News

Bank delays auction of nursery property

An auction of the former Shelter Island Gardens Nursery on St. Mary’s Road that had been scheduled for last Friday has been postponed until May 4. But Town Supervisor Jim Dougherty has said he’s doubtful it will occur then.

Suffolk County National Bank has foreclosed on owner Sean McLean, indicating through a legal notice that it had a $1.06 million lien on the property.

St. Mary’s Road neighbors have been vocal about what they call an eyesore in their area, hoping that a new owner would step in and clean up the property. It’s overgrown and there’s graffiti on several buildings.

A spokeswoman at Balfe & Holland, the Melville law firm representing Mr. McLean, declined to give any reason for the postponement. Mr. McLean could not be reached for comment.

Mr. Dougherty defended the lack of action on the town’s part in getting the property cleaned up, saying that the property owners were “disputing the facts” about whether the property had been abandoned, making it difficult to identify an appropriate time at which the town can take action.

Mr. McLean listed the property for sale in 2008. In May 2010, he said the nursery wouldn’t be reopening its retail business but that his Aberdeen Design Group would continue to provide landscape design services.

Then in August 2011, neighbors asked building inspector Bill Banks to inspect the property and submitted pictures of what they considered derelict and unsafe conditions. Mr. Banks said he found no reason to take any action against Mr. McLean, only suggesting that the grass could be cut and minor repairs could be made to buildings. But there was no mandated action.

The issue was an administrative matter for the Building Department, Mr. Dougherty told the Reporter at the time.

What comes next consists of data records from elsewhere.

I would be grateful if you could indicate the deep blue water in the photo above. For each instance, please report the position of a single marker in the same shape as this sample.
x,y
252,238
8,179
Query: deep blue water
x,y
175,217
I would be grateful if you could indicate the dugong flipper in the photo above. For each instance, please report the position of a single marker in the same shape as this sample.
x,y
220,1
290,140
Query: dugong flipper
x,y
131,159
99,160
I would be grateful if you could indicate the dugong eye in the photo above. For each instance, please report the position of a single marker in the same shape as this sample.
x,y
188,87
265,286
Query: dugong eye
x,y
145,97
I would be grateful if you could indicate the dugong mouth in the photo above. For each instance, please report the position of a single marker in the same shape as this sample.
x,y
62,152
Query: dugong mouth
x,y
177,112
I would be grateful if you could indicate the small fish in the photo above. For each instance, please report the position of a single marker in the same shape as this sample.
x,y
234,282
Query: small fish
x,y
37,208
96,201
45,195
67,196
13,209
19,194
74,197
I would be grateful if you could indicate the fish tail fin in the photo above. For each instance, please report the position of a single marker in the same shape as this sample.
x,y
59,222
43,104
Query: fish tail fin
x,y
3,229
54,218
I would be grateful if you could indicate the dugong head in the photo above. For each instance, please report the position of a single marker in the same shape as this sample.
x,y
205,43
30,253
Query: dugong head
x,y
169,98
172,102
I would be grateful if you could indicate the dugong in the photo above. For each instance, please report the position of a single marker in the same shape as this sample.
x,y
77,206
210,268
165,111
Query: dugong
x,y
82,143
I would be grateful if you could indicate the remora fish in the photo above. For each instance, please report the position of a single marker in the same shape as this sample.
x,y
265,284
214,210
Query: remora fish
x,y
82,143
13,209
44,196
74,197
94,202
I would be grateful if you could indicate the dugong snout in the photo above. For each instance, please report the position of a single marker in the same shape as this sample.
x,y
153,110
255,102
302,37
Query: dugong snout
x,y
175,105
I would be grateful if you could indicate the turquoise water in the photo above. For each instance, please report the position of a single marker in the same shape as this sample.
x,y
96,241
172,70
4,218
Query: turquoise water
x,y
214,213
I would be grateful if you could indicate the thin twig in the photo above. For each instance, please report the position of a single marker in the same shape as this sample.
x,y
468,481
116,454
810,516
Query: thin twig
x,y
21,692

“It’s in their hands and I’ll keep my eye on it,” he said.

“We have that power” to require that properties on Shelter Island be adequately maintained, the supervisor commented in an interview last week, pointing to the abandoned Boylan house on Manhanset Road that was demolished early last summer under town orders.

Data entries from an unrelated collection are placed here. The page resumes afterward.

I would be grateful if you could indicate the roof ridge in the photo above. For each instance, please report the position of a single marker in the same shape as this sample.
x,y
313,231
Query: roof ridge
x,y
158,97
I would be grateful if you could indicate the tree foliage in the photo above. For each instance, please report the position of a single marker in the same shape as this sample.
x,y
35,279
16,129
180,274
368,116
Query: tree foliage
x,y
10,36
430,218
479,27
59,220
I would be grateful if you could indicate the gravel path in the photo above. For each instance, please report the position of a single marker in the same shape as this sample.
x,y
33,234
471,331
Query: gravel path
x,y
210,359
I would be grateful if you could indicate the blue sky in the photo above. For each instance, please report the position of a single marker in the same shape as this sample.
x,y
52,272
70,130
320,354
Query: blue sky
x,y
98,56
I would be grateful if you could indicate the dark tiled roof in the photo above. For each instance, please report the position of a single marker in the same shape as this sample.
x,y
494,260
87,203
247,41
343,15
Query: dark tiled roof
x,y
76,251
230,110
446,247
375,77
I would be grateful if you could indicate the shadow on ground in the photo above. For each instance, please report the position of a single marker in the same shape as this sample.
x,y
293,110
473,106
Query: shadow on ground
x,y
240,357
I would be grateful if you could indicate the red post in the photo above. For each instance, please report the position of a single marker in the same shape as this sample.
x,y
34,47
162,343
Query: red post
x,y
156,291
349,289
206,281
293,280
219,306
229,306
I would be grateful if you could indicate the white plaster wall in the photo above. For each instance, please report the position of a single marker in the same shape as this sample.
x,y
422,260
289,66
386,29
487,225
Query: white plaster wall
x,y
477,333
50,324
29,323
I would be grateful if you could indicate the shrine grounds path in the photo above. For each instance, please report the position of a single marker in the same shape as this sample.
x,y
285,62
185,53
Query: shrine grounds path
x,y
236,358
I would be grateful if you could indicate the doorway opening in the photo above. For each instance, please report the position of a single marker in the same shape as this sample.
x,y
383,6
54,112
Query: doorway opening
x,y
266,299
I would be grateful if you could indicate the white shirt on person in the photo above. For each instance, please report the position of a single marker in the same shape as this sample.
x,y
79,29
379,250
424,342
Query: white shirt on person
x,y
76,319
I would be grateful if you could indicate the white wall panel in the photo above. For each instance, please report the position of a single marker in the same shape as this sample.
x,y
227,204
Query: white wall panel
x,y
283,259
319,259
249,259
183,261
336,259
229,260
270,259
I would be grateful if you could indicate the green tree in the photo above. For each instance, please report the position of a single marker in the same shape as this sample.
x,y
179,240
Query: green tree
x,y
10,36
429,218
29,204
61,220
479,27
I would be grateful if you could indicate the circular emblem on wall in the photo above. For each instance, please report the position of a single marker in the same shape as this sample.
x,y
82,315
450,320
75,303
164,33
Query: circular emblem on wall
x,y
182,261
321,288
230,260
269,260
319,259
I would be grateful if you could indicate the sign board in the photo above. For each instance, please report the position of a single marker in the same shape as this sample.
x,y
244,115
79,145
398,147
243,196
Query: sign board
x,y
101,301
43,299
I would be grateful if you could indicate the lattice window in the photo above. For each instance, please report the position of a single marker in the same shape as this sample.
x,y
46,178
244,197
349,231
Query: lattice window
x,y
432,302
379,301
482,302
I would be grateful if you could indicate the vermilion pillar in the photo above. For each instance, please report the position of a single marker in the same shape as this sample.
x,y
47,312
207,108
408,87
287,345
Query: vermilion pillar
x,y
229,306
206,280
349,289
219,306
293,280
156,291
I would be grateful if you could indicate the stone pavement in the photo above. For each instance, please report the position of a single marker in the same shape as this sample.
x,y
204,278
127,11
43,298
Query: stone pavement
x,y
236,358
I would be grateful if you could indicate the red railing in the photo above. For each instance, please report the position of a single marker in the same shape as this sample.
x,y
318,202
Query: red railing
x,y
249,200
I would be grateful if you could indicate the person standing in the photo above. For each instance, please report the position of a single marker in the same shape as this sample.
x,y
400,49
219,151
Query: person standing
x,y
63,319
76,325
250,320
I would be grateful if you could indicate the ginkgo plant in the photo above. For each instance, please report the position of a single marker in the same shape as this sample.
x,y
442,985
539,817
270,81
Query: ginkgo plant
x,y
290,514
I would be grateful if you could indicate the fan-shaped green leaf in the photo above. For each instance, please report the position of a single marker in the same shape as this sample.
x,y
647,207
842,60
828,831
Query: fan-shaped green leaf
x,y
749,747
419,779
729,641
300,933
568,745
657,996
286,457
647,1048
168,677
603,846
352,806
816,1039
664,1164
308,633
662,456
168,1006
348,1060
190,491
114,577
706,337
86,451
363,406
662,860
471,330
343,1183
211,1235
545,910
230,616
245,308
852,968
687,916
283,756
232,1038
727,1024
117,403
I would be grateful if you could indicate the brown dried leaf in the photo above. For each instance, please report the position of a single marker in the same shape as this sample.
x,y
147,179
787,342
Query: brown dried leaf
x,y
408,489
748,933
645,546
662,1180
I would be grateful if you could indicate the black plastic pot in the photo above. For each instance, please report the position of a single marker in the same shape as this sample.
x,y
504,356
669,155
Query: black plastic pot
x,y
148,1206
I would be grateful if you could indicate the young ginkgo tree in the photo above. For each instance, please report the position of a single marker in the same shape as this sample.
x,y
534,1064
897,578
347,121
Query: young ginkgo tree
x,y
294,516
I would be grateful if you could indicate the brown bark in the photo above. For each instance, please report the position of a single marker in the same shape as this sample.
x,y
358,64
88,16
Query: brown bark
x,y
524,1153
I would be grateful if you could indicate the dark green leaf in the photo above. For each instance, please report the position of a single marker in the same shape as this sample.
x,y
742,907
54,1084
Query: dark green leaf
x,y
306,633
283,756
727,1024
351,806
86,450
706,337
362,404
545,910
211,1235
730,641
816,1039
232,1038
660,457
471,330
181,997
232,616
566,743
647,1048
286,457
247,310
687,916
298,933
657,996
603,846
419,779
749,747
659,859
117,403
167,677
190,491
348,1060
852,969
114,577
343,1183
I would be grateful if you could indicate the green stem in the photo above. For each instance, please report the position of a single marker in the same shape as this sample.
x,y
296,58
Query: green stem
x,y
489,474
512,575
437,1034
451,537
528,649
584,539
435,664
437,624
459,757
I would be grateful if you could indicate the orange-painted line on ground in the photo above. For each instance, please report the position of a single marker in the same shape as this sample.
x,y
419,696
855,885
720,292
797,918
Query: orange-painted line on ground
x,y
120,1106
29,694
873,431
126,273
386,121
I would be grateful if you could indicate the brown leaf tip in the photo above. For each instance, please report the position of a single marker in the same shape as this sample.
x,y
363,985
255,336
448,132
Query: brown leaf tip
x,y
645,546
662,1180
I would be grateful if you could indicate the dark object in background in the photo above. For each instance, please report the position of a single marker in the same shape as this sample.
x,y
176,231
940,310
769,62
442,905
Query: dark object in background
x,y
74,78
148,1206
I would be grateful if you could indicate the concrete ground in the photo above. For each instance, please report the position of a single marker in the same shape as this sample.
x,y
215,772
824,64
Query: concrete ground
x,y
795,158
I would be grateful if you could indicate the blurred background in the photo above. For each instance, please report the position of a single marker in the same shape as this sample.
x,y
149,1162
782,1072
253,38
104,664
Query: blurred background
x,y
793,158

But in the case of the nursery, although there hadn’t been walk-in business for several years, Mr. McLean said last summer his wife Erin still was selling nursery stock from the property through her landscaping business. And former Town Supervisor Al Kilb Jr. declared at a Town Board work session that he had seen landscape workers convening at the nursery to begin their work days.

The topic of the nursery’s legal status was on some minds this winter as the Town Board continued to work on a zoning amendment to clarify the rules for regulating nonconforming business uses in residential areas. St. Mary’s Road neighbors seized on the opportunity at a public hearing to voice their ongoing concerns about the nursery property.

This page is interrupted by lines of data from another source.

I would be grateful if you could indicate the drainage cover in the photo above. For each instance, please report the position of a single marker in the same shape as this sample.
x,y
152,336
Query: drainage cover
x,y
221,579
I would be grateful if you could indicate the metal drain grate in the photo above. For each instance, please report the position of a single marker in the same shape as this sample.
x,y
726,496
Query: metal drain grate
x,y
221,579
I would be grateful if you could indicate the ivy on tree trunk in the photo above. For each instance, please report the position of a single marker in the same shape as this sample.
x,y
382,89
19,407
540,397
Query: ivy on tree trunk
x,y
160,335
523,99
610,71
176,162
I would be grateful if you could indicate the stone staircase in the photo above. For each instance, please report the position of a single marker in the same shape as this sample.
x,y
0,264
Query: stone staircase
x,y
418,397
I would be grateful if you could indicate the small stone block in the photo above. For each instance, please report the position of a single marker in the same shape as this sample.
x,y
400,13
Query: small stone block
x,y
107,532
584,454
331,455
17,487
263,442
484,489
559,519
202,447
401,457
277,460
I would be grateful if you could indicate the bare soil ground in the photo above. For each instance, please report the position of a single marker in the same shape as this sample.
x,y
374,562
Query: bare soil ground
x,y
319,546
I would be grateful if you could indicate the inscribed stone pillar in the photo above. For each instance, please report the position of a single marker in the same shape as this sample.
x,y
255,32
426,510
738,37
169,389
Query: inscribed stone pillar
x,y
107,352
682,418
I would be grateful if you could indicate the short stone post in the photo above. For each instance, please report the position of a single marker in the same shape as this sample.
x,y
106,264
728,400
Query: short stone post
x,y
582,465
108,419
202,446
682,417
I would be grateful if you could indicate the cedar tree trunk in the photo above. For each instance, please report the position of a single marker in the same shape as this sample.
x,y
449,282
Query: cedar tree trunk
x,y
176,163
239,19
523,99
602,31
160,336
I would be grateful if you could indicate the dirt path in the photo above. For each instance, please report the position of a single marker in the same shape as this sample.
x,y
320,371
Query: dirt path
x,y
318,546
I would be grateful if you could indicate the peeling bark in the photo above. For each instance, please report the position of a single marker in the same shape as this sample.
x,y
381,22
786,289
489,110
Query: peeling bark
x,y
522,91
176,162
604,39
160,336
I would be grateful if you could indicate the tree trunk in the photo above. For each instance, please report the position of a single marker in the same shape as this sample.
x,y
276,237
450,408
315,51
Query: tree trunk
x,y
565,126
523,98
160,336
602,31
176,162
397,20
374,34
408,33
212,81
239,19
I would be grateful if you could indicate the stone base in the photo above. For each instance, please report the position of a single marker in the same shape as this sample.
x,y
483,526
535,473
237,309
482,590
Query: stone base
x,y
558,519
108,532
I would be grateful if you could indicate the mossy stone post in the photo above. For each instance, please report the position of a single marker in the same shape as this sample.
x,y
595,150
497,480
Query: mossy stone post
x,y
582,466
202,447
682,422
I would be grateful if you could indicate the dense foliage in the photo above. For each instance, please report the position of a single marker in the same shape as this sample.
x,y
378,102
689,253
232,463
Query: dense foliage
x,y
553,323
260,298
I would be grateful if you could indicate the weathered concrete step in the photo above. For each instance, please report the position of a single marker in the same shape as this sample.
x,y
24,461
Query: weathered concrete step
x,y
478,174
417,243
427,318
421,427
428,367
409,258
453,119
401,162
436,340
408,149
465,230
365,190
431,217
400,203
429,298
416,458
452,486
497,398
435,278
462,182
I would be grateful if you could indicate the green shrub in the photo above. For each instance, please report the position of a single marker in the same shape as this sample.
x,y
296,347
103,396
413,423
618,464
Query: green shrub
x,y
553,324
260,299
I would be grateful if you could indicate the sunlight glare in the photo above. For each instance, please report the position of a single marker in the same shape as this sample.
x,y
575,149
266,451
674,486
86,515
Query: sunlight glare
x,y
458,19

One of the leaders of the opposition, Dee Clark Moorhead, said she hoped a new owner wouldn’t operate a nursery at the site. It’s the existing code that would apply to the site, commented Mr. Dougherty. While the amendment, as drafted in a recent version, would give nonconforming businesses more than a decade of non-use before it lost its legal protection, the current code provides that a property loses its status if it is abandoned for a year.